とある居酒屋でお品書きに「木の芽和え」とあったので、「『きのめあえ』をください」と言ったら、同席していた者からもお店の店主からもほとんど同時に、「『このめあえ』でしょ」と言われたことがある。「木の芽」とはサンショウの新芽のことで、「木の芽和え」はサンショウの新芽に、味噌や砂糖などをすりまぜて、肉や野菜などをあえたものをいう。
 負け惜しみでも何でもなく「このめあえ」と言うことももちろん知っていたのだが、自分の中では「きのめ」と言うか「このめ」と言うかで揺れていて、そのときの気分で適当に使っているような気がする。
 私自身はそうであるが、一般的な言い方はどちらなのであろうか。
 「木の~」という形の語は、「木」を「き」と読むか「こ」と読むのかふた通りがある。たとえば、「木の香」「木の根」などは「きの~」と読み、「木の間」は「この~」と読むのがふつうである。だが、「木の葉」「木の実」などは、「きの~」とも「この~」とも読まれる。
 「き」も「こ」も「木」という漢字の訓読みではあるが、「き」は単独で使われることもあるが、「こ」は他の語と複合して使われることが多く、単独で使われることはほとんどない。たとえば、「こもれび(木漏れ日)」や「こぬれ(木末)」などである。
 「きのめ」「このめ」の場合、国語辞典ではどちらも見出し語として載せているものがほとんどだが、特に以下の辞典には踏み込んだ記述がある。
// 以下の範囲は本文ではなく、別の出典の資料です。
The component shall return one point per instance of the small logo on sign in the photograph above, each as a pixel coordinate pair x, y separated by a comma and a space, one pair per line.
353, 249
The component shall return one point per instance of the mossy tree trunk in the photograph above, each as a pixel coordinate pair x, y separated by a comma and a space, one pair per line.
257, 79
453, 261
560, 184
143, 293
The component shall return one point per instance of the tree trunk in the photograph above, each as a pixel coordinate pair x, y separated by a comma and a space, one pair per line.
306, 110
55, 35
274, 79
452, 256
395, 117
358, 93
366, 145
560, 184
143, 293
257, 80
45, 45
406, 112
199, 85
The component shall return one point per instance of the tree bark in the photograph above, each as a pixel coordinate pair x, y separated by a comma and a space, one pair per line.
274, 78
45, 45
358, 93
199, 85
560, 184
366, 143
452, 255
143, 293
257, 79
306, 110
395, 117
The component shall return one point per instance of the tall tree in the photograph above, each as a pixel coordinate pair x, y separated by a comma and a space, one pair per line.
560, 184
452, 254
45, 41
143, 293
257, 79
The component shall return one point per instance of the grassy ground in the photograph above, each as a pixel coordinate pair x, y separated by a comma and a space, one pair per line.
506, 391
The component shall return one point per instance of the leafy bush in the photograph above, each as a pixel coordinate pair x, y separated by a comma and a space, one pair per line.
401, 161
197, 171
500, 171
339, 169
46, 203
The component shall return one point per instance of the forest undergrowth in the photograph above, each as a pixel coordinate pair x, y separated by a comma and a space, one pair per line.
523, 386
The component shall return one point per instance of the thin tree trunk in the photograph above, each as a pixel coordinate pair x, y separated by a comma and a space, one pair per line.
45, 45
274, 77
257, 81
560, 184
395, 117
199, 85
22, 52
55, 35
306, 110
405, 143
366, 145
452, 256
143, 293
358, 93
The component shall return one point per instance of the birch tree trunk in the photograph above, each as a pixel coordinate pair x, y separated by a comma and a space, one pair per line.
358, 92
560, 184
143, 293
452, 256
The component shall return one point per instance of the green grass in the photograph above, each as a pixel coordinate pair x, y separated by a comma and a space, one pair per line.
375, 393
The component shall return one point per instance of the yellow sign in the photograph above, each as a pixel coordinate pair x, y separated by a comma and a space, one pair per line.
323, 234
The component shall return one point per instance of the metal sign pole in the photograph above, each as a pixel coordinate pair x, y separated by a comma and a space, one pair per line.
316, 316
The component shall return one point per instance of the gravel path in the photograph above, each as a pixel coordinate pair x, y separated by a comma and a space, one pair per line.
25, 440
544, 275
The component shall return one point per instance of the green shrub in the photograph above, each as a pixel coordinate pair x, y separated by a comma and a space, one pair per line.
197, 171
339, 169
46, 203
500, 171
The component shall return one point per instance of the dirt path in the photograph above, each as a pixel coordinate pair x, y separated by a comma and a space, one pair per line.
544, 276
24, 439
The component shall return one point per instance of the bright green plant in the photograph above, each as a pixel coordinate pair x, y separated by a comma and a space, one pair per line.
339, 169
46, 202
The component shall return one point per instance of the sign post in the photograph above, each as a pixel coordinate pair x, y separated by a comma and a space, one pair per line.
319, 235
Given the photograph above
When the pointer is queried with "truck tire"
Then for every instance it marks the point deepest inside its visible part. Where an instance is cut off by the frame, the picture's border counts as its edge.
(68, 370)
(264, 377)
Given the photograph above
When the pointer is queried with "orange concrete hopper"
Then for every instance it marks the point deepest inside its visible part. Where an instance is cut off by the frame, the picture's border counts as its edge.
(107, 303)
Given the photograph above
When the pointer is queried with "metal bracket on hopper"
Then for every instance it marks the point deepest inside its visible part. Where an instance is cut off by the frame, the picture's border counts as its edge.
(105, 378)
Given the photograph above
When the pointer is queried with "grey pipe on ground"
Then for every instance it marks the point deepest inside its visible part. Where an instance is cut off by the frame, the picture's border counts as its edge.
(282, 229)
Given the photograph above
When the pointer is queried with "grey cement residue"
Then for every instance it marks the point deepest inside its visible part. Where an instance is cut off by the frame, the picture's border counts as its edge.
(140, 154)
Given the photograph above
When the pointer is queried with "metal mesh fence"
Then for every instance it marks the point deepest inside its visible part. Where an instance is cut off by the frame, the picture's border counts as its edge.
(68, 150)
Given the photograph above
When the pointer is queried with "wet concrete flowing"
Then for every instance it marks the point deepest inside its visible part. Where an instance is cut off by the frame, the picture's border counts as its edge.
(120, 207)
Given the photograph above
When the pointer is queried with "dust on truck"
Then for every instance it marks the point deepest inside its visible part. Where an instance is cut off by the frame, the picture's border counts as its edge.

『明鏡国語辞典』:「このめ」は、「きのめ」よりも雅語的な言い方。
『新明解国語辞典』:(「このめ」の項に)「きのめ」の古風な表現。
『三省堂国語辞典』:(「このめ」の項に)「雅語」。

 「雅語」とは、洗練された上品な語とか、正しいとされる優雅な語といった意味である。
 また、「このめ」の方が「きのめ」よりも古い例が存在することも確かである。『日本国語大辞典』の「このめ」の例は、サンショウの新芽のことではないが、平安時代の右大将藤原道綱の母の日記『蜻蛉日記(かげろうにっき)』(974年頃成立)の
 「三月になりぬ。このめすずめがくれになりて(=3月になった。木の芽が茂ってスズメの姿が隠れるほどになり)」
という例が一番古い。「このめすずめがくれ」なんて、何とも味のある表現ではないか。
 これに対して確実に「きのめ」と読んでいる例は江戸時代のものである。
 「きのめあえ」と言ってしまった私は、上品な言い方ができないと言うことになるのかもしれないが、少なくとも間違えてはいないということがわかり、少しだけ安心したのであった。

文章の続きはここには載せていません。